One of his top stated concerns has been with the inclusion of trans* people in existing hate crimes legislation. The thing that people forget about this when it pertains to speech, though, is that the law has already been tested and shown to apply only exceedingly sparingly. If Bill Whatcott’s homemade but mass-distributed “anal warts” flyers equating LGBTQ people with pedophiles, and lyrical invitations to “kill the homosexual” skirt the edges of hate speech — some permissible and some not — then Peterson probably has nothing to worry about. Speech can indeed be hateful, and yet still not be legally actionable as hate speech.

But given that he seems only (or at least primarily) worried about human rights and hate crimes legislation when it pertains to LGBTQ people, one has to wonder if the concerns are cover for fears about the growing acceptance of trans* people in society.  He stated from the beginning that he will not use non-binary pronouns for other people, even if they request that.  He also said in his first video that he is “scared by the people behind the doctrines,” and attributes them to a radical Marxist ideology (reminiscent of the “cultural Marxism” panic making the rounds among social conservatives). He even compares the latter to Naziism, because of what he considers “murderous” and “Marxist” policies around the world.

Peterson frames his views in an academic and perhaps libertarian perspective, rather than a religious perspective, but he has been enjoying the support of religious conservatives.  This is probably because his views are quite compatible with the right-wing narrative that accepting and acknowledging trans* people as they need to live is (as enunciated regularly at LSN) a “disservice” and “false compassion because it’s not true.”

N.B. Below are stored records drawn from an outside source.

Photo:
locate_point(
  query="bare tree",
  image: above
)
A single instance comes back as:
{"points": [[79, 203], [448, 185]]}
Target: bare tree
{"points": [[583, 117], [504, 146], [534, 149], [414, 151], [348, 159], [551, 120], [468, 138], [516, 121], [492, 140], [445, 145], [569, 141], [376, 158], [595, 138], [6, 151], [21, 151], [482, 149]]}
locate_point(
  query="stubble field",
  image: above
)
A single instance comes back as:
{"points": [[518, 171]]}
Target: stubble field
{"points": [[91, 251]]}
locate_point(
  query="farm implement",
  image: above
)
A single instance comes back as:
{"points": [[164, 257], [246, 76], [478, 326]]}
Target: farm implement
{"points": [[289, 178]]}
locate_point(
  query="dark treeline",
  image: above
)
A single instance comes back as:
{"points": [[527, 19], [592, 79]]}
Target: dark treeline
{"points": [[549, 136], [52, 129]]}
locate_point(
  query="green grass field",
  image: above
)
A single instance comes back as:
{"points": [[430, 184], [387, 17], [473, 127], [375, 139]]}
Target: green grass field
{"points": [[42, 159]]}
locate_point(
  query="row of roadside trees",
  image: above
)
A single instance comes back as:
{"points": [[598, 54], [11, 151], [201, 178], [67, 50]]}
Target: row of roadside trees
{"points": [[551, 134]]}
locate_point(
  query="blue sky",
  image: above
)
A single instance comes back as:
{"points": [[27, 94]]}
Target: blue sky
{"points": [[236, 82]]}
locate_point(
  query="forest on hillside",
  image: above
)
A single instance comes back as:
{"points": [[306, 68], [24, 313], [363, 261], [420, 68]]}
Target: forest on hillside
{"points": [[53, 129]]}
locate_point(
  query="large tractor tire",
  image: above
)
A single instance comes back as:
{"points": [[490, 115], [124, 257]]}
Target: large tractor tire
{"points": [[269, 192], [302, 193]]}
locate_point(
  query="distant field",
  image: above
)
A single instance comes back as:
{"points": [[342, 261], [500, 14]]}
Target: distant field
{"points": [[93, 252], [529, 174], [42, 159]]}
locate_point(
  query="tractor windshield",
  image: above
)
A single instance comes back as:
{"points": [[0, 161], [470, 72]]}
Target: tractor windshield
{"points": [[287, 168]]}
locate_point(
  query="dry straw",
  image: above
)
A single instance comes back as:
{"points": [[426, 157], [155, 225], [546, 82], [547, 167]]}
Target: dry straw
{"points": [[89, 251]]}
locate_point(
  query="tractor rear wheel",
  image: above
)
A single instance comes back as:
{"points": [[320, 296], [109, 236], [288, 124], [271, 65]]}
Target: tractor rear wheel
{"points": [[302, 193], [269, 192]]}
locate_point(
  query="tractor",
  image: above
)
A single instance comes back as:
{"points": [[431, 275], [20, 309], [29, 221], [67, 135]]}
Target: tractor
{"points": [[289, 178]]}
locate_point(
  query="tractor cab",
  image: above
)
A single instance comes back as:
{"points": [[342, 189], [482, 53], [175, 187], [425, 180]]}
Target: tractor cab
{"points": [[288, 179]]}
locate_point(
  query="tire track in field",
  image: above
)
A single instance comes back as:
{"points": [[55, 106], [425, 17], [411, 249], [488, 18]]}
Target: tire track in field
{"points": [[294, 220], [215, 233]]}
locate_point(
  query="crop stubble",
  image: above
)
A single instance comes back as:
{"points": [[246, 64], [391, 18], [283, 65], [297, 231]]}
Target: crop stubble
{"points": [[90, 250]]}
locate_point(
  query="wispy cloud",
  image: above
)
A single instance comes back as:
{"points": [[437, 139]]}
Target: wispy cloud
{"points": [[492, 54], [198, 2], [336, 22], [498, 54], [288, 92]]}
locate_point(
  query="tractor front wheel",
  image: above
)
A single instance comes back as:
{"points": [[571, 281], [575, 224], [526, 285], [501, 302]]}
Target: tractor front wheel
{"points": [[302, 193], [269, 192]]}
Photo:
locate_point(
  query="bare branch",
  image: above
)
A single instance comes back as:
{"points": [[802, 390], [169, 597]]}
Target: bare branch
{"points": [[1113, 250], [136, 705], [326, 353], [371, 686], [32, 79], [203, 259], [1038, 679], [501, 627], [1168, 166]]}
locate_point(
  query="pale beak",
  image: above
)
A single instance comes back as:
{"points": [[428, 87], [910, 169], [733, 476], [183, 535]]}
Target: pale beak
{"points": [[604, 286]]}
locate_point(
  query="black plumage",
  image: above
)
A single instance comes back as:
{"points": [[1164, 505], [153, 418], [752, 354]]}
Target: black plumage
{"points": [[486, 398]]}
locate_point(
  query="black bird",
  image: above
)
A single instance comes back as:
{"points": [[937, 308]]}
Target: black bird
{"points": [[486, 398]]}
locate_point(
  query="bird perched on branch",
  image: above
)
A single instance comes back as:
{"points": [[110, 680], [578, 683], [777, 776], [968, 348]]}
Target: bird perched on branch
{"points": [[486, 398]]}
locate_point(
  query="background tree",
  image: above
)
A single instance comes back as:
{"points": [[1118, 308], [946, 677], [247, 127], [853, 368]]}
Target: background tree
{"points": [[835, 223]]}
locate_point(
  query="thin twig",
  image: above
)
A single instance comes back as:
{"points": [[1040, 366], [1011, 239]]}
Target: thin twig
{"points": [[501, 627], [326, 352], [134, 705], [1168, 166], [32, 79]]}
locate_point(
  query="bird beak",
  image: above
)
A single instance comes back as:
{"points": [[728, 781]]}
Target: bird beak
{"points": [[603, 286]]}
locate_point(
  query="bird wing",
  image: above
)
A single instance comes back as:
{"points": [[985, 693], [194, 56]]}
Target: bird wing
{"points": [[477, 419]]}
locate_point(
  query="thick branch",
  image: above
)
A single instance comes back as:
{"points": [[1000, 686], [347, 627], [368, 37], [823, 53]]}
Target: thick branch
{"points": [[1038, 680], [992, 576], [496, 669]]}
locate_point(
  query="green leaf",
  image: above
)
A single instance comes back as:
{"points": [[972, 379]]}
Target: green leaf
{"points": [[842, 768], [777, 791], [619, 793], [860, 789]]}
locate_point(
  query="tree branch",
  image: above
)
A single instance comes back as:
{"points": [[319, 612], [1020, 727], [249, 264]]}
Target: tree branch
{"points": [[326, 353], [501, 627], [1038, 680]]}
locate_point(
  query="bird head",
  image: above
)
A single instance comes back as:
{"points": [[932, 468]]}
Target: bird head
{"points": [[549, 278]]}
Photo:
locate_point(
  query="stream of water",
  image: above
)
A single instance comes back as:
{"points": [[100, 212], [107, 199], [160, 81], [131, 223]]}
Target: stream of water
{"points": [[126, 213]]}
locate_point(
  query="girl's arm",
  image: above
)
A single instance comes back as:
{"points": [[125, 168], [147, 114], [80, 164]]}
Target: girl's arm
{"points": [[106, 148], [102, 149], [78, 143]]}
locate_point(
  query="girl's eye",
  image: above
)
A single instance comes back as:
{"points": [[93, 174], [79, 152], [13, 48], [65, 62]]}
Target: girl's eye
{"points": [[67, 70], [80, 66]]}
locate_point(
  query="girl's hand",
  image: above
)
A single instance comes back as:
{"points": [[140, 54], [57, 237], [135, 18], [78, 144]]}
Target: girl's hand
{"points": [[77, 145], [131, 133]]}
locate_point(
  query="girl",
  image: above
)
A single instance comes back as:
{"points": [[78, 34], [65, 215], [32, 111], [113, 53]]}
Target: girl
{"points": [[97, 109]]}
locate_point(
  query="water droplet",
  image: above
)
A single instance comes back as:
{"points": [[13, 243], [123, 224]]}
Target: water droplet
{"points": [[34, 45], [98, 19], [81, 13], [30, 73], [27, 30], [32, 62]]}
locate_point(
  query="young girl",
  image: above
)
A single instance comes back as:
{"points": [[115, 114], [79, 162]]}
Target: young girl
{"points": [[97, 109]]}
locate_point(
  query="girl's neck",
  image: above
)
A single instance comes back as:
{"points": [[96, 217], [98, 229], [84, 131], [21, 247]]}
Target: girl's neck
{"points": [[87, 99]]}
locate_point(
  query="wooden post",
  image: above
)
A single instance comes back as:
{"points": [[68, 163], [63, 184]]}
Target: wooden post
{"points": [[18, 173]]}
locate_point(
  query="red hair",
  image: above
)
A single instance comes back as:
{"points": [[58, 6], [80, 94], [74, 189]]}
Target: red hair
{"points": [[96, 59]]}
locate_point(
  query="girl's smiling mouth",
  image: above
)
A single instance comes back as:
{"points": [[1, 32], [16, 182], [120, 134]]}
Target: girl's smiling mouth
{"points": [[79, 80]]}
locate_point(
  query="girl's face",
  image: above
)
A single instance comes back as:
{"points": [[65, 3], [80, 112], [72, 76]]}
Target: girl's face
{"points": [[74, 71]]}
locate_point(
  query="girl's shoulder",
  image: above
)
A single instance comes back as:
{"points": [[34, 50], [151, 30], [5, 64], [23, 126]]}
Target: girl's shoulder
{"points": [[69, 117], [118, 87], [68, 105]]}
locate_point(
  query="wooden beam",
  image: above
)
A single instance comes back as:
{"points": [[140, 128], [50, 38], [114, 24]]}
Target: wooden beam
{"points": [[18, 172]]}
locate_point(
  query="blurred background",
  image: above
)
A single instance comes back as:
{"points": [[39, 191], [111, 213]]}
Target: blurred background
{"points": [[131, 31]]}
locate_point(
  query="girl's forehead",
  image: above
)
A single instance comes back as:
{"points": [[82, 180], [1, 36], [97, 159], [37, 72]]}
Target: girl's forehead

Peterson’s remedy to all of this dreaded political correctness — and what he calls upon listeners to help him with — is to propagate a “No PC” sticker campaign across the campus, and beyond.

The response to his videos has been mixed, with fierce supporters and opponents.  It has reportedly spawned threats, and affected some students’ class attendance.  In recent days, personal information about trans* students was circulated in far right subreddits, and protesters were nearly overwhelmed by an angry mob that allegedly included neo-Nazis.  This puts the University of Toronto in a quandary, as calls for reprisal — including possibly firing Peterson — have arisen.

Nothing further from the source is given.